Illumindex

December 21, 2025

An exploration of display drivers and IoT systems, from scratch.

Table of Contents

About
Software
1. The Display Driver
2. Everything Else
AI/LLM Involvement
Hardware
1. Parts List
Media
Downloads
1. 3D Models
2. Schematics

About

This project started as a simple idea: I wanted a small display on my desk that could show bits of information throughout the day. There are already a ton of these informational displays on the market, but if I’m being honest, actually having the display was never as interesting to me as building it. I’d always wondered how LED matrix displays worked, and combining one with networking sounded like a great excuse to also explore IoT development.

Thus "Illumindex" was born, short for "Illuminated Information Index".

If you want to learn the nitty-gritty, low-level implementation of an LED matrix display and its driver – at the hardware and firmware level – this article will hopefully be informative and useful for you. If you just want to see the pictures and the parts list, jump down to the sections after the software description.

Software

The software is open source and available at github.com/zbauman3/illumindex.

The primary goal of this project, from a software perspective, was to learn how to build a display driver and design a small but complete IoT system from the ground up. To support that goal, I chose to write all of the application code myself. No third-party libraries are used in the firmware, only the manufacturer SDK, the roughly 4,000 lines of code that make up the system are entirely my own.

The project is built on top of the ESP-IDF, the official SDK provided by Espressif for the ESP32 family of microcontrollers. Using the ESP-IDF provides access to the underlying hardware, startup code, and toolchain support without abstracting away the details that are important when working close to the metal. It also provides some useful utilities that saved me a ton of time, like cJSON.
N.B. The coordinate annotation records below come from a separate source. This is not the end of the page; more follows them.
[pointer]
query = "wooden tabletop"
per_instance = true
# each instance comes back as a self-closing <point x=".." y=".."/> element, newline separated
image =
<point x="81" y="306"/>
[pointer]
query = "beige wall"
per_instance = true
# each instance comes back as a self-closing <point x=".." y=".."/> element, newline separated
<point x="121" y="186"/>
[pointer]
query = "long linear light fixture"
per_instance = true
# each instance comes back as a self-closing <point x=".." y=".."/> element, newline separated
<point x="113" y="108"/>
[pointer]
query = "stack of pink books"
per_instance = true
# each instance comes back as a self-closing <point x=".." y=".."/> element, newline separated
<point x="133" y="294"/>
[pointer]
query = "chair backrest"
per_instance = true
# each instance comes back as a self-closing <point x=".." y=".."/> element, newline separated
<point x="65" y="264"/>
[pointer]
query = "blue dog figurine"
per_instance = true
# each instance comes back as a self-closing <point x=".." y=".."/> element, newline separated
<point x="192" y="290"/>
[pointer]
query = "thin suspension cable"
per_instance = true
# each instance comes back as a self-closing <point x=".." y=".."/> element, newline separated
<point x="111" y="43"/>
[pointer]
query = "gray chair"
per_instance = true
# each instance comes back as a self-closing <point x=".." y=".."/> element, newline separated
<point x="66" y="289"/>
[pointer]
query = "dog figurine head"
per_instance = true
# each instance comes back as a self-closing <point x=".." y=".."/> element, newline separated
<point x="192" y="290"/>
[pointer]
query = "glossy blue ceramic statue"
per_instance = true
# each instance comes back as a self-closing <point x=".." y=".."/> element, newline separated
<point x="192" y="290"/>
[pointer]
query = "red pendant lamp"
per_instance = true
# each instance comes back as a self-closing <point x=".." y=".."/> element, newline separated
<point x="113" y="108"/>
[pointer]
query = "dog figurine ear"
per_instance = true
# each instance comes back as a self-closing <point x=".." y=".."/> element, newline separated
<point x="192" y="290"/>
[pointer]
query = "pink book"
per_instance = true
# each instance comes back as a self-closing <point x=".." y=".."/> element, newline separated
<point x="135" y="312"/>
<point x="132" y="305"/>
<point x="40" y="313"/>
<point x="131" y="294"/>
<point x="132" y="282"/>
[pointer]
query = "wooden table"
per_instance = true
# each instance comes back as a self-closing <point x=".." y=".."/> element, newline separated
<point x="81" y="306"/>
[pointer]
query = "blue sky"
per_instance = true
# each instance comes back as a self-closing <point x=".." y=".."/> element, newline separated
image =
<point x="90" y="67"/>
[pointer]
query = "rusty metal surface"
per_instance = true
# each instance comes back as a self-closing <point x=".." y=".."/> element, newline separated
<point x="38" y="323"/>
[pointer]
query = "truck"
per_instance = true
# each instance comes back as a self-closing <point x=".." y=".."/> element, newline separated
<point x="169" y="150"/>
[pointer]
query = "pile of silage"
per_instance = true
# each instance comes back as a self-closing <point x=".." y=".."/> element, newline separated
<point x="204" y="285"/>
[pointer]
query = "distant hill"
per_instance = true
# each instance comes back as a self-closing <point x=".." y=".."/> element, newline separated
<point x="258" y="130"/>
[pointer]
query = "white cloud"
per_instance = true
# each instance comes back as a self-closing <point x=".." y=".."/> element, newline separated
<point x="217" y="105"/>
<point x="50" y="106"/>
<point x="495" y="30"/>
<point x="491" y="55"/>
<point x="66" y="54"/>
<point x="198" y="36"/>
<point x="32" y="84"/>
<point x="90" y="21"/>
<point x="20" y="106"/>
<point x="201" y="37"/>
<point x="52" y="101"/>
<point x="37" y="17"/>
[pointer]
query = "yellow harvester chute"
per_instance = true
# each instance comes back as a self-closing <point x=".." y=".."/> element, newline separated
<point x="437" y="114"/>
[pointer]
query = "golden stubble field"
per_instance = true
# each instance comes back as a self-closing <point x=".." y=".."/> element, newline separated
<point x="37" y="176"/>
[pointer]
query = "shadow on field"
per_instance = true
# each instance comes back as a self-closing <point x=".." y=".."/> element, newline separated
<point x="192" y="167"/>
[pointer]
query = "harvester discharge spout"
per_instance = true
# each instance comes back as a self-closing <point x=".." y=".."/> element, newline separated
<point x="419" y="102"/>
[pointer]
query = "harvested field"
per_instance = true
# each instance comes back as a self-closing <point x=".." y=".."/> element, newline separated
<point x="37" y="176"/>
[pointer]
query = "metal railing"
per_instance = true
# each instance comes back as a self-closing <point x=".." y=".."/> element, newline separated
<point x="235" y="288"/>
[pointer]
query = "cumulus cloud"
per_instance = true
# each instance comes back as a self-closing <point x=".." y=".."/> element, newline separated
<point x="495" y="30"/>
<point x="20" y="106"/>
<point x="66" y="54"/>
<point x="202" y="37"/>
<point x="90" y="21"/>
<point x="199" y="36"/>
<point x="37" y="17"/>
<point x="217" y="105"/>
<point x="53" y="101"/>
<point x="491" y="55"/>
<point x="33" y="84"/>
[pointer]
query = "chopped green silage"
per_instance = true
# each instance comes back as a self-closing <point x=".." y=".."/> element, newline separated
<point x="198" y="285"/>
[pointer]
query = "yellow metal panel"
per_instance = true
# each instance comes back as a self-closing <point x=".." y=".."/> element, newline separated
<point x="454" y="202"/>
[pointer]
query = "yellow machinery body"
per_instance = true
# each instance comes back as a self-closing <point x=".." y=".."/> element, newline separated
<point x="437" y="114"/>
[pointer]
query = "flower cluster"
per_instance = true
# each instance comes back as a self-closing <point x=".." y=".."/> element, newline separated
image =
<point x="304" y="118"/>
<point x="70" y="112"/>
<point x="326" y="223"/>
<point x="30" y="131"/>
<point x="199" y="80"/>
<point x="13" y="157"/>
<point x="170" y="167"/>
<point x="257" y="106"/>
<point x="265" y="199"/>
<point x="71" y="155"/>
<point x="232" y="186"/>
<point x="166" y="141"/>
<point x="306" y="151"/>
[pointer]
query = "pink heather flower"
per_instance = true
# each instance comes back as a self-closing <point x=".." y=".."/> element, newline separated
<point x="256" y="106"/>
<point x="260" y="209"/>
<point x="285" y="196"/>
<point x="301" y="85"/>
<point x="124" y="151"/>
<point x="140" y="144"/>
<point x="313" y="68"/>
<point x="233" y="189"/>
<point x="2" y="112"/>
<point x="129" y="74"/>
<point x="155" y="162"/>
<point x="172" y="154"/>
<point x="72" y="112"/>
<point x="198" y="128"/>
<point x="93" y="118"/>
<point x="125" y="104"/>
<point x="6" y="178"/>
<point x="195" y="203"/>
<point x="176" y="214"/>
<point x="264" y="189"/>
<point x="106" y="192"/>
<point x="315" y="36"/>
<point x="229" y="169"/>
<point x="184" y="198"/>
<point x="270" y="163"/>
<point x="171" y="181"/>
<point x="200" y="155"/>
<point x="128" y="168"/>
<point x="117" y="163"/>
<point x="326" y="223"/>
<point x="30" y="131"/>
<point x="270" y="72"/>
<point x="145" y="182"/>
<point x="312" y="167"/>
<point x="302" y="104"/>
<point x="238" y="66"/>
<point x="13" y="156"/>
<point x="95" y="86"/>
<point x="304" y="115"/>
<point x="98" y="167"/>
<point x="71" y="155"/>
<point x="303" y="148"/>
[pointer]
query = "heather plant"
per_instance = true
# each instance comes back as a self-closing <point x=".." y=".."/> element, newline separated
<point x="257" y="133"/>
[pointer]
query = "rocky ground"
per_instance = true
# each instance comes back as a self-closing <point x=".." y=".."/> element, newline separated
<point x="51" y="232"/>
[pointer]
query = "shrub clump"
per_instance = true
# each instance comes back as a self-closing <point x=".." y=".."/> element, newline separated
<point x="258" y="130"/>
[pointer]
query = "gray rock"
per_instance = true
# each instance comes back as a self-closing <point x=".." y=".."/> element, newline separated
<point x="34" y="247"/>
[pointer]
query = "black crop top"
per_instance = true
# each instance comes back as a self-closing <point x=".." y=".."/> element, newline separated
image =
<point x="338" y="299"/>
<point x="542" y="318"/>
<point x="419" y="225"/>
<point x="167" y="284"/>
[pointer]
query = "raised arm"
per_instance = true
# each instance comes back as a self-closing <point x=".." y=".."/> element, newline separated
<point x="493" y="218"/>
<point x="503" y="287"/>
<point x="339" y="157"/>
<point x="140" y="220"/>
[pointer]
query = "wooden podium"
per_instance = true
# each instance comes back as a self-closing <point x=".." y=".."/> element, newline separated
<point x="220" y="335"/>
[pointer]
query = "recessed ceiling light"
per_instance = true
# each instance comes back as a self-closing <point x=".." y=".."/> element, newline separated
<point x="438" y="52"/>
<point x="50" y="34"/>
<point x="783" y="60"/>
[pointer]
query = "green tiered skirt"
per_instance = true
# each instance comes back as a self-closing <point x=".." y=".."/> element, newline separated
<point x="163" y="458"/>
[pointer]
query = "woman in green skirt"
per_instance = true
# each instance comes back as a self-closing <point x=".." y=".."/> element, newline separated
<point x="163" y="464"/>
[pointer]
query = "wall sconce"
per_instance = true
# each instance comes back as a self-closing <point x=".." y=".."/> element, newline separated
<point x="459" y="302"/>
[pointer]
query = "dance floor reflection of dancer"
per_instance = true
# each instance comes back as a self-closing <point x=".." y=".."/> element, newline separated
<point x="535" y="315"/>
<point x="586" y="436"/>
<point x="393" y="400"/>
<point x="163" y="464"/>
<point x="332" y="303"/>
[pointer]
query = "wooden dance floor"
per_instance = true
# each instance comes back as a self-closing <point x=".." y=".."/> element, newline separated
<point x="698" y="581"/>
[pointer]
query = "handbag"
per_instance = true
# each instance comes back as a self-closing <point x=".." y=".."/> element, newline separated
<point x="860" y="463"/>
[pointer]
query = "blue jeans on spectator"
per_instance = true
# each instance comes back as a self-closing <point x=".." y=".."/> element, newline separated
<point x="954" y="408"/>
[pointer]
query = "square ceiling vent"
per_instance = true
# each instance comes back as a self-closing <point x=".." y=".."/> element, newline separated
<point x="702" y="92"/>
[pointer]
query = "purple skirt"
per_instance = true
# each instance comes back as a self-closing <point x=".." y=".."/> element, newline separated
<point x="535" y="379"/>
For the backend, I used a simple serverless application built with Next.js and deployed on Vercel. This is what I use day to day at work, which made it easy to stand up a basic API endpoint and iterate. The backend primarily serves as a lightweight data source for the device, but also houses some visual development utilities like a local simulator that mirrors the current state of the LED matrix and a small utility for drawing and generating bitmaps.

The Display Driver

The display driver is easily the most interesting part of this project, and will be covered in the most detail. For more detailed information on it, feel free to checkout the source code here.

What is an LED Matrix?

Before diving into the software, it is important to understand the physical layer that the display driver interacts with. An LED matrix display is nothing more than a grid where each point is made from small red, green, and blue LEDs:

In an LED matrix display, not all LEDs are illuminated at the same time. Instead, only two rows are active at any given moment: one row on the top half of the display and one row on the bottom half. To show an image, the system rapidly cycles through all rows of the display, fast enough to exploit persistence of vision and appear as a solid image. Achieving this refresh speed is trivial for a microcontroller. The ESP32-S3 used in this project has two cores operating at 240 MHz, which allows one core to be dedicated to the display driver while the other handles everything else.
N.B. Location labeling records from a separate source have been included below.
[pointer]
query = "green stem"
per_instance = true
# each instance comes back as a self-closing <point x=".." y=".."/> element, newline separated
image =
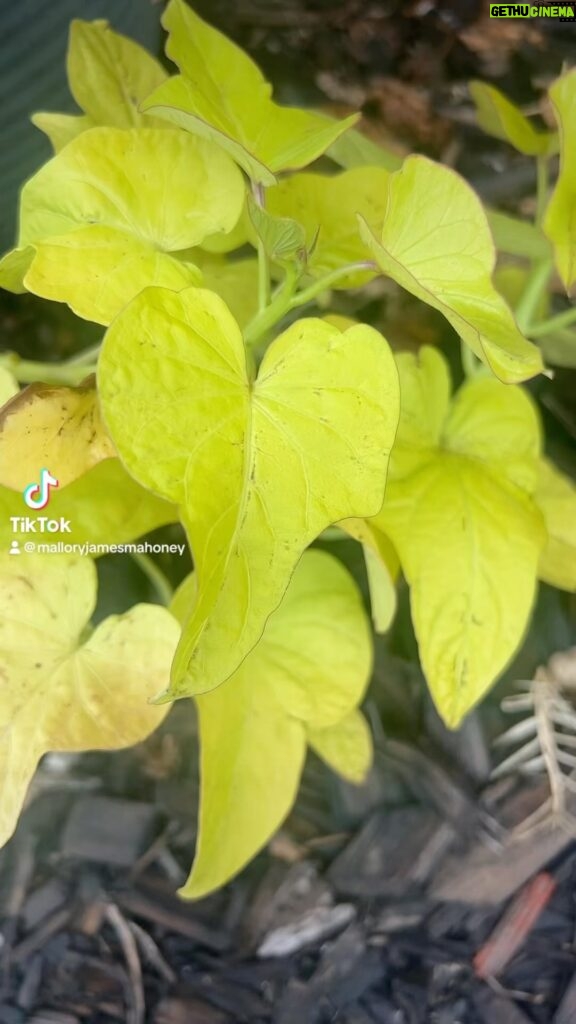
<point x="50" y="373"/>
<point x="534" y="289"/>
<point x="324" y="284"/>
<point x="157" y="578"/>
<point x="470" y="365"/>
<point x="557" y="323"/>
<point x="541" y="187"/>
<point x="263" y="261"/>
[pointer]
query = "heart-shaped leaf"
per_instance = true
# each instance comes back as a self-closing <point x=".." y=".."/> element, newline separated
<point x="259" y="468"/>
<point x="459" y="512"/>
<point x="303" y="680"/>
<point x="59" y="692"/>
<point x="101" y="219"/>
<point x="56" y="427"/>
<point x="221" y="95"/>
<point x="437" y="244"/>
<point x="560" y="220"/>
The display used here is a 64x64 RGB LED matrix. It is divided into two halves, top and bottom, with each half measuring 64x32 and containing its own control hardware. Each half uses three 64-bit shift registers, one for red, green, and blue, which represent the columns of the display. Between these shift registers and the LEDs are latch circuits. These latches allow the data for all 64 columns to be shifted in slowly and then displayed simultaneously by toggling the latch signal. The latches also expose an enable/disable signal, which is used by the driver algorithm described later.
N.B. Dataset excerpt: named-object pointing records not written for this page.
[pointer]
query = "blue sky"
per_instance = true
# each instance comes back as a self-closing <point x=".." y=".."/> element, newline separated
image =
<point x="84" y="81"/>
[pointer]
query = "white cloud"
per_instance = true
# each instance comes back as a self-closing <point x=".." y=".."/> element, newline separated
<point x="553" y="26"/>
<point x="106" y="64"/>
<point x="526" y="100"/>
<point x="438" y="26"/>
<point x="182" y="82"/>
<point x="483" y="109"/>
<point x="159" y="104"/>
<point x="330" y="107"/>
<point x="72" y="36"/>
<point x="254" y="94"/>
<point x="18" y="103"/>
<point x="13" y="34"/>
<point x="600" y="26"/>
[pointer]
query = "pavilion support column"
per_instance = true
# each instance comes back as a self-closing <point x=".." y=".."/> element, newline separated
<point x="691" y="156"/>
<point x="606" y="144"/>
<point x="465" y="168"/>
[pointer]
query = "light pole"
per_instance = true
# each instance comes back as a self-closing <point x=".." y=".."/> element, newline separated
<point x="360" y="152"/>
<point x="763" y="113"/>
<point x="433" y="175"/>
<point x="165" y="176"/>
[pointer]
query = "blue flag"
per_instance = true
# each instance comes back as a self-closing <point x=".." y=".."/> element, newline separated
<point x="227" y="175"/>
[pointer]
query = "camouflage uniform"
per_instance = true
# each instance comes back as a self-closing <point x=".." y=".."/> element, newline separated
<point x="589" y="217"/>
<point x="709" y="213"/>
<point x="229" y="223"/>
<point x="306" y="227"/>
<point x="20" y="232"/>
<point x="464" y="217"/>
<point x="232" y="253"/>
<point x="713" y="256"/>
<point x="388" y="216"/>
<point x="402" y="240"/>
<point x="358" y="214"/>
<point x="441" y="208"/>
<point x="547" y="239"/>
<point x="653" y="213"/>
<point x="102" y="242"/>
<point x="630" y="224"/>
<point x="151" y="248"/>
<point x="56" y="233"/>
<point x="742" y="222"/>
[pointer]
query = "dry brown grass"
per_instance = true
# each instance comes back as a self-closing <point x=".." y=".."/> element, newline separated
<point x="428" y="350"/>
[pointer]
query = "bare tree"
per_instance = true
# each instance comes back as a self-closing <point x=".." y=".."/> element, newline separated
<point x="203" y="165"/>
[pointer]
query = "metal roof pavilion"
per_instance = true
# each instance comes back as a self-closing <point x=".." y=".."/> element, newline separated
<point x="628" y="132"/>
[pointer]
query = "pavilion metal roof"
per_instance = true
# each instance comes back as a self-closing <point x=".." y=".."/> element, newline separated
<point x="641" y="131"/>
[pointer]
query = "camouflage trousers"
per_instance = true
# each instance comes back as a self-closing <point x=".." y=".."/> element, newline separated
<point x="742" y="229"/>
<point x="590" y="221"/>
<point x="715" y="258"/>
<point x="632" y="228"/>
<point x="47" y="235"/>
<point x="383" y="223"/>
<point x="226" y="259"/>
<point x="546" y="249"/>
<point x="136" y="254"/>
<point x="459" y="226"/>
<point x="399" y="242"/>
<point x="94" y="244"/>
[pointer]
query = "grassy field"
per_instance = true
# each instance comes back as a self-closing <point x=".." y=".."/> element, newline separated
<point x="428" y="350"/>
Row selection is handled by a 5-to-32 address decoder. Conceptually, the address decoder selects which row is connected to the negative side of the circuit, while the shift registers determine which columns drive the positive side for red, green, and/or blue. With simple on/off control of red, green, and blue, the display is limited to eight colors: red, green, blue, cyan, magenta, yellow, black, and white. Producing additional colors requires more advanced techniques in the display driver that is described later.

Each half of the matrix has its own set of shift registers and latches. However, both halves share the clock signal for the shift registers, the latch control and enable signals, and the output from the address decoder. This means that while the columns on each half can be controlled independently, all other control signals operate in unison across the entire display.

Here's a simplified block diagram of these physical components:

The Algorithm

Now that we understand the hardware involved, we can discuss how to show an image on the display using software. There are several possible approaches for driving an LED matrix, but the driver described here is built around 24 bit, true color. Each pixel is stored with one byte each for red, green, and blue. As discussed earlier, the hardware can only turn each color channel fully on or fully off, giving us just eight possible color combinations per pixel. To translate the three bytes of color data into the 16,777,216 possible colors of true color, the driver uses a form of pulse-width modulation called binary coded modulation (BCM).

At a high level, the algorithm works by repeatedly displaying individual bits of the color data, holding more significant bits on the screen for longer periods of time. The steps below describe showing a single frame on the display:

For each of the 64 columns, set Red1, Green1, Blue1, Red2, Green2 and Blue2 to the value of bit N in the RGB bytes for the current row. Toggle the Clock line to shift this data into the registers.
Disable output using the Enabled line.
Set the A0 ... A4 address lines to select the row about to be displayed.
Pulse the Latch line to copy the contents of the shift registers to the outputs.
Enable output using the Enabled line.
Wait for a specific amount of time.
Repeat steps 1 through 6 for all 32 row addresses.
Increment bit N and repeat steps 1 through 7 for all 8 bits.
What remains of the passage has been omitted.